Supplementary materials: Distinguishing cardiac catheter ablation energy modalities by applying natural language processing to electronic health records
These are peer-reviewed supplementary tables for the article 'Distinguishing cardiac catheter ablation energy modalities by applying natural language processing to electronic health records' published in the Journal of Comparative Effectiveness Research.

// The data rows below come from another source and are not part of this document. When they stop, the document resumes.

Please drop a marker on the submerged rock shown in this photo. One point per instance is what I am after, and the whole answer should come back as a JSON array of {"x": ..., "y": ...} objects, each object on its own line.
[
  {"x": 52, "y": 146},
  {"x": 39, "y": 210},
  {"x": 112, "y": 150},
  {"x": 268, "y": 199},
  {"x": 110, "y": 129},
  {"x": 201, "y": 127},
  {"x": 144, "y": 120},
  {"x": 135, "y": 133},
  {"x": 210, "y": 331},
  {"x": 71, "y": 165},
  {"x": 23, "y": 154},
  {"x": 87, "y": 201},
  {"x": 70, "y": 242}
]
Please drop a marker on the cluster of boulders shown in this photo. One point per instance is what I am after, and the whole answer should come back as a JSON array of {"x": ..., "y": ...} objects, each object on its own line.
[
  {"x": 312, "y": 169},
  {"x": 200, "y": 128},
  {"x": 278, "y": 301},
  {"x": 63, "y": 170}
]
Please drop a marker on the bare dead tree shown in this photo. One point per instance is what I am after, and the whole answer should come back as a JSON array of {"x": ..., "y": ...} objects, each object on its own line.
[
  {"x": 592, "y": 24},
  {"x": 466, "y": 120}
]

- Table 1: ICD10 codes for atrial fibrillation
- Table 2: ICD10 codes for atrial flutter
- Table 3: Inpatient and outpatient atrial fibrillation ablation procedure codes
- Table 4: Illustrative screenshot of validation and natural language processing (NLP) table links
- Table 5: 60-day de novo sensitivity analysis
Aim: Catheter ablation is used to treat symptomatic atrial fibrillation (AF) and is performed using either cryoballoon (CB) or radiofrequency (RF) ablation. There is limited real world data of CB and RF in the US as healthcare codes are agnostic of energy modality. An alternative method is to analyze patients’ electronic health records (EHRs) using Optum’s EHR database. Objective: To determine the feasibility of using patients’ EHRs with natural language processing (NLP) to distinguish CB versus RF ablation procedures. Data Source: Optum R ? de-identified EHR dataset, Optum R ? Cardiac Ablation NLP Table. Methods: This was a retrospective analysis of existing de-identified EHR data. Medical codes were used to create an ablation validation table. Frequency analysis was used to assess ablation procedures and their associated note terms. Two cohorts were created (1) index procedures, (2) multiple procedures. Possible note term combinations included (1) cryoablation (2) radiofrequency (3) ablation, or (4) both. Results: Of the 40,810 validated cardiac ablations, 3777 (9%) index ablation procedures had available and matching NLP note terms. Of these, 22% (n = 844) were classified as ablation, 27% (n = 1016) as cryoablation, 49% (n = 1855) as radiofrequency ablation, and 1.6% (n = 62) as both. In the multiple procedures analysis, 5691 (14%) procedures had matching note terms. 24% (n = 1362) were classified as ablation, 27% as cryoablation, 47% as radiofrequency ablation, and 2%as both. Conclusion: NLP has potential to evaluate the frequency of cardiac ablation by type, however, for this to be a reliable real-world data source, mandatory data entry by providers and standardized electronic health reporting must occur.